The Book that Predicted AlphaGo


Little under three years ago, in March 2016, a Reinforcement Learning (RL) algorithm beat Lee Sedol, a pro player in a match of Go. This game had been considered too hard for algorithms due to the astronomical number of board game configurations and the AlphaGo team therefore baffled experts in AI with their accomplishments. Nobody seemed to be aware that techniques were available to make such a win possible at that time and most experts considered computers beating humanity at Go to be a couple of decades away.
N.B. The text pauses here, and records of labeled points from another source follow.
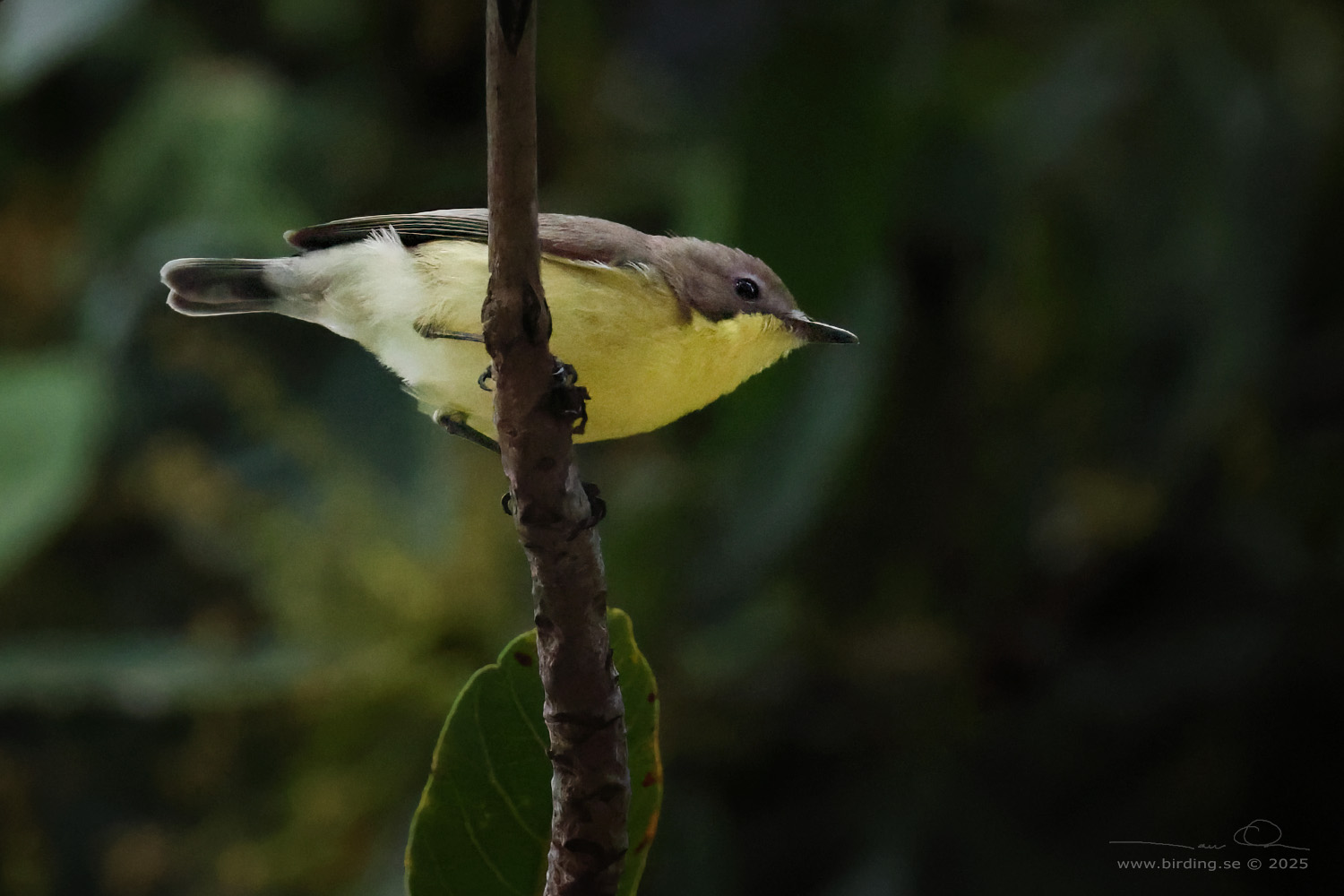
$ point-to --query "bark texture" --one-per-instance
(537, 408)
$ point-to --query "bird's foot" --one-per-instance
(569, 400)
(456, 425)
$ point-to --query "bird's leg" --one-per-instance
(456, 425)
(567, 397)
(429, 331)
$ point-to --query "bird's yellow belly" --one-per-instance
(642, 360)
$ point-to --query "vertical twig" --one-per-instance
(590, 785)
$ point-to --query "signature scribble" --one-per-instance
(1261, 833)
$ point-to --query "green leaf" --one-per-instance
(483, 825)
(50, 430)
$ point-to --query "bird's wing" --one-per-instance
(413, 230)
(582, 239)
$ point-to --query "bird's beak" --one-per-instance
(811, 331)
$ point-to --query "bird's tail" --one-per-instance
(220, 285)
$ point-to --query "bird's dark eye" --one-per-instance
(746, 288)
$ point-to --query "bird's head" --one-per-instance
(722, 282)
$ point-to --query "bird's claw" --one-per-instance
(569, 400)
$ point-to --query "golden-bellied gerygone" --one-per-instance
(656, 327)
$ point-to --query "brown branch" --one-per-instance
(535, 416)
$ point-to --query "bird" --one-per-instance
(655, 327)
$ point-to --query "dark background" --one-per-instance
(1051, 559)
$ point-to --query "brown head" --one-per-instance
(722, 282)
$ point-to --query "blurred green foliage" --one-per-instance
(1051, 559)
(484, 820)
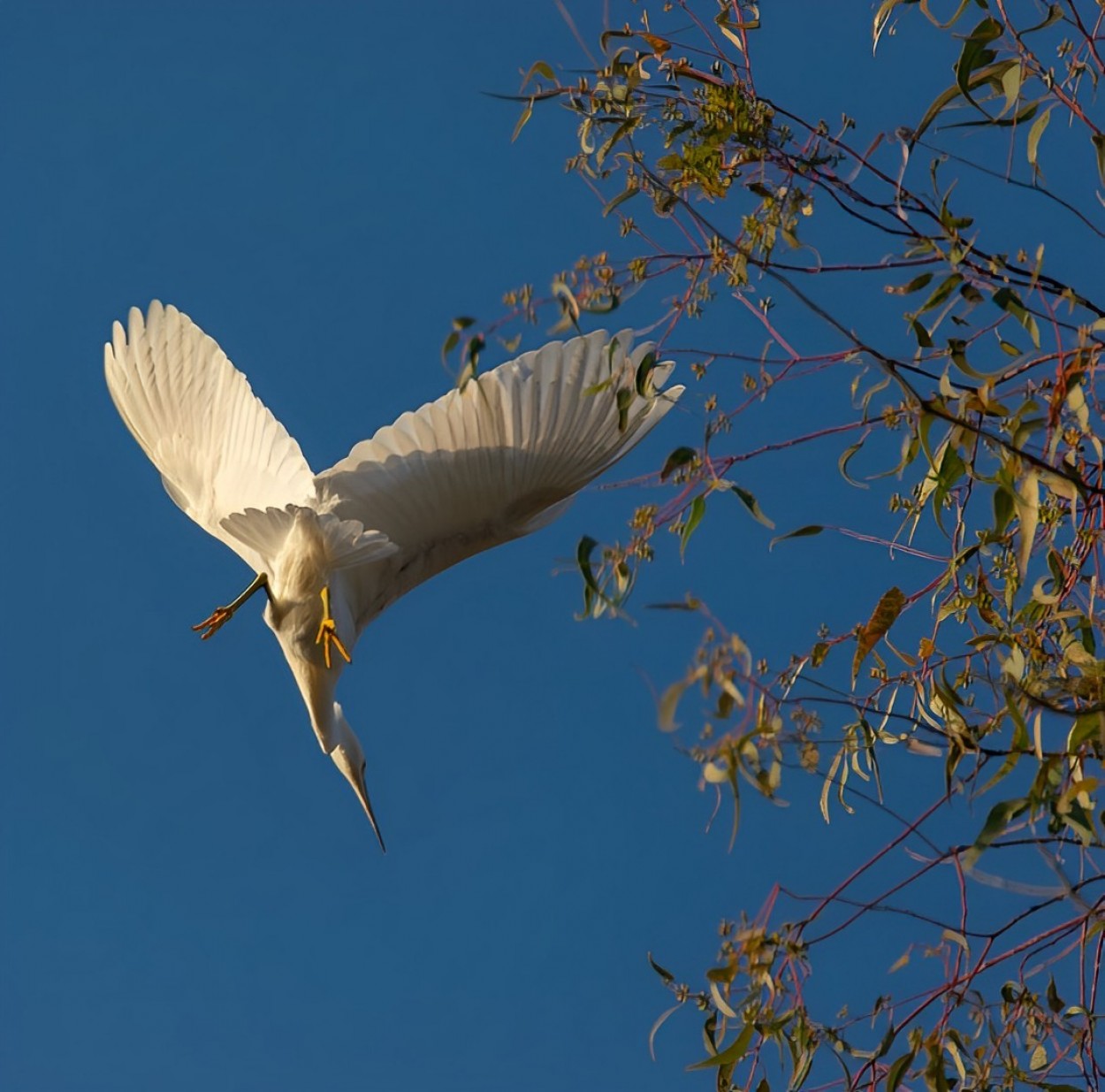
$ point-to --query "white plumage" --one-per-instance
(481, 465)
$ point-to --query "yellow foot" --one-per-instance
(211, 624)
(328, 631)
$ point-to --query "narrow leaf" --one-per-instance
(694, 517)
(801, 533)
(876, 627)
(681, 456)
(752, 505)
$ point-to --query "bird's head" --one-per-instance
(349, 759)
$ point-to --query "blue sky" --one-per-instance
(191, 896)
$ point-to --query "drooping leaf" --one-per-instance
(1033, 142)
(693, 518)
(812, 529)
(732, 1055)
(664, 974)
(681, 456)
(844, 460)
(995, 823)
(752, 505)
(876, 627)
(1099, 140)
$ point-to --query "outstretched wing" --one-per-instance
(495, 460)
(217, 447)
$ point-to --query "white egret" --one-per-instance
(492, 461)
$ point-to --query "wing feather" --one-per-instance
(493, 461)
(217, 449)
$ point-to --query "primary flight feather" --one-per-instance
(492, 461)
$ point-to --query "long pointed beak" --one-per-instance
(353, 770)
(361, 790)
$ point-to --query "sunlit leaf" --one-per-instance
(995, 825)
(876, 627)
(692, 521)
(732, 1055)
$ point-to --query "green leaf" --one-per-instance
(975, 53)
(924, 340)
(527, 111)
(732, 1055)
(941, 292)
(990, 73)
(812, 529)
(752, 505)
(897, 1071)
(592, 592)
(1010, 302)
(915, 286)
(995, 823)
(667, 975)
(1038, 126)
(694, 517)
(624, 399)
(1099, 140)
(876, 627)
(537, 69)
(843, 461)
(630, 190)
(644, 370)
(668, 703)
(681, 456)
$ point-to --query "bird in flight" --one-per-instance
(494, 460)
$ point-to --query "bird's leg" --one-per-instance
(222, 615)
(328, 631)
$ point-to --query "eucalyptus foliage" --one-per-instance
(977, 429)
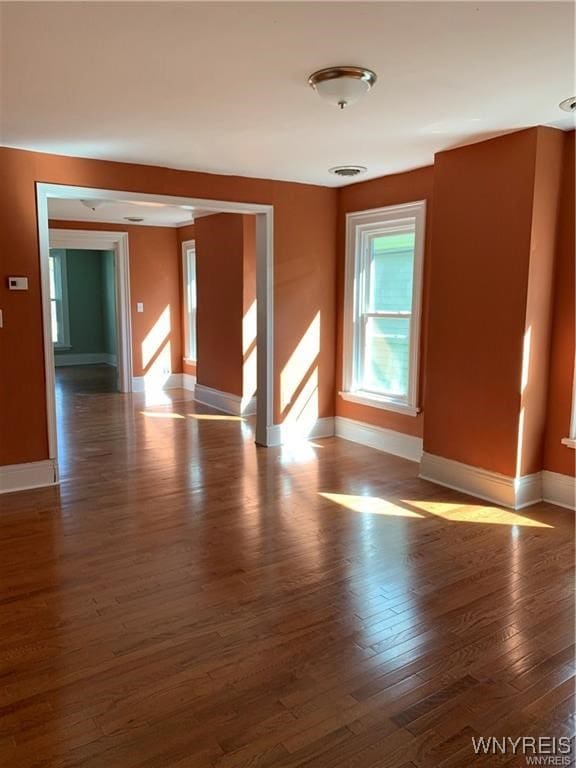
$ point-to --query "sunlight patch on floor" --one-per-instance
(473, 513)
(369, 504)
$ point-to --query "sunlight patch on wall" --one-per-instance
(157, 335)
(300, 362)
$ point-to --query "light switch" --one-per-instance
(18, 283)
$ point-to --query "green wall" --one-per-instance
(109, 301)
(91, 302)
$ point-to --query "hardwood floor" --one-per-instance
(186, 599)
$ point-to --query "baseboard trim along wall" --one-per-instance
(189, 381)
(559, 489)
(387, 440)
(22, 477)
(514, 493)
(85, 358)
(224, 401)
(294, 431)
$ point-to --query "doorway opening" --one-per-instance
(134, 356)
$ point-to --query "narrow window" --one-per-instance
(189, 275)
(59, 299)
(382, 306)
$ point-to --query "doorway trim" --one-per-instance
(265, 428)
(99, 240)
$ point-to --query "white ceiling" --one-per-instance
(222, 87)
(113, 212)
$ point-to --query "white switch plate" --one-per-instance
(18, 283)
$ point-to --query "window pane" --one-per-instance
(386, 355)
(54, 319)
(392, 259)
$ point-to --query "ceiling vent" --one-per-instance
(348, 170)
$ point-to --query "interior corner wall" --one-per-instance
(482, 222)
(219, 281)
(378, 193)
(539, 300)
(155, 281)
(558, 457)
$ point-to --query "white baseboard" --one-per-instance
(506, 491)
(21, 477)
(279, 434)
(188, 381)
(224, 401)
(559, 489)
(85, 358)
(387, 440)
(144, 384)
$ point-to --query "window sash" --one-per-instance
(362, 229)
(190, 300)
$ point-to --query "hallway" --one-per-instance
(186, 599)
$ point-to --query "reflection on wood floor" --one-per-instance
(186, 599)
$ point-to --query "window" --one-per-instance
(189, 275)
(59, 299)
(382, 306)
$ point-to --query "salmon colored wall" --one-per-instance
(219, 275)
(538, 323)
(483, 195)
(183, 234)
(389, 190)
(304, 248)
(558, 457)
(154, 280)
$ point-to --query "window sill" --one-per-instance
(374, 401)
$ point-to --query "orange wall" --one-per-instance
(304, 248)
(492, 260)
(558, 457)
(183, 234)
(219, 275)
(389, 190)
(154, 280)
(538, 322)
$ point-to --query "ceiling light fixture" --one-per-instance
(568, 105)
(92, 204)
(342, 86)
(348, 170)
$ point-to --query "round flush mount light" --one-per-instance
(568, 105)
(347, 171)
(342, 86)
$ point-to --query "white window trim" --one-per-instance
(61, 285)
(190, 350)
(356, 224)
(571, 440)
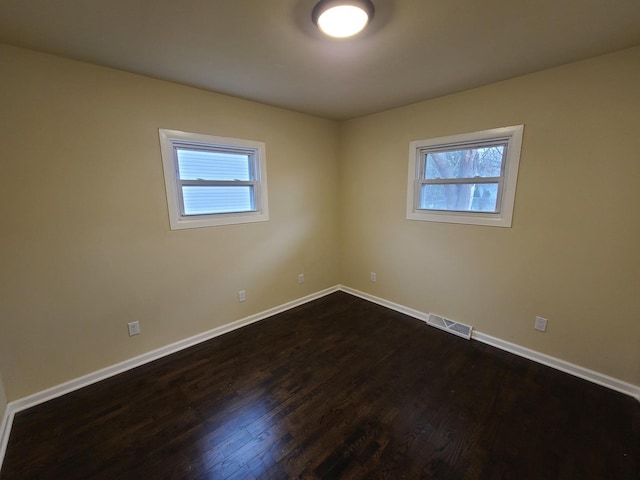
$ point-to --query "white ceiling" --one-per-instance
(269, 50)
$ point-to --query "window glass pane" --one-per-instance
(480, 161)
(212, 165)
(461, 197)
(207, 200)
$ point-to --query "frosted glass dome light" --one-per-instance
(341, 19)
Which is why I was surprised to find a mention of Go in a ‘Looking into the Future’ chapter of a book on RL from 2012, which was written at least four years prior to AlphaGo’s triumph:

The quote reads:

Some very complex games, such as Go, are currently best played by a computer
that uses Monte-Carlo tree search (Coulom, 2006). RL methods can hardly be
employed well for playing such games.  The reason is that it is very difficult
to accurately represent and learn the value func- tion.  Therefore, a lot of
search and sampling currently works better than knowledge intensive solutions.
The search/knowledge tradeoff (Berliner, 1977) states that more knowledge will
come at the expense of less search, since models containing more parameters
consume more time to evaluate. It would be very interesting to gain un-
derstanding of novel RL methods that can quite accurately learn to approximate
the value function for complex games, but which are still very fast to evaluate.
Some research in this direction was performed for the game of chess (Baxter et
al, 1997; Veness et al, 2009) where linear models trained with RL could be
efficiently used by the search algorithms.

In the end, it turned out to be Deep Neural Networks instead of linear models. It took about four years to get there, roughly equalling the lenght of a PhD in The Netherlands. It makes me wonder which problems currently considered as ‘unsolvable’ will be cracked in four years time.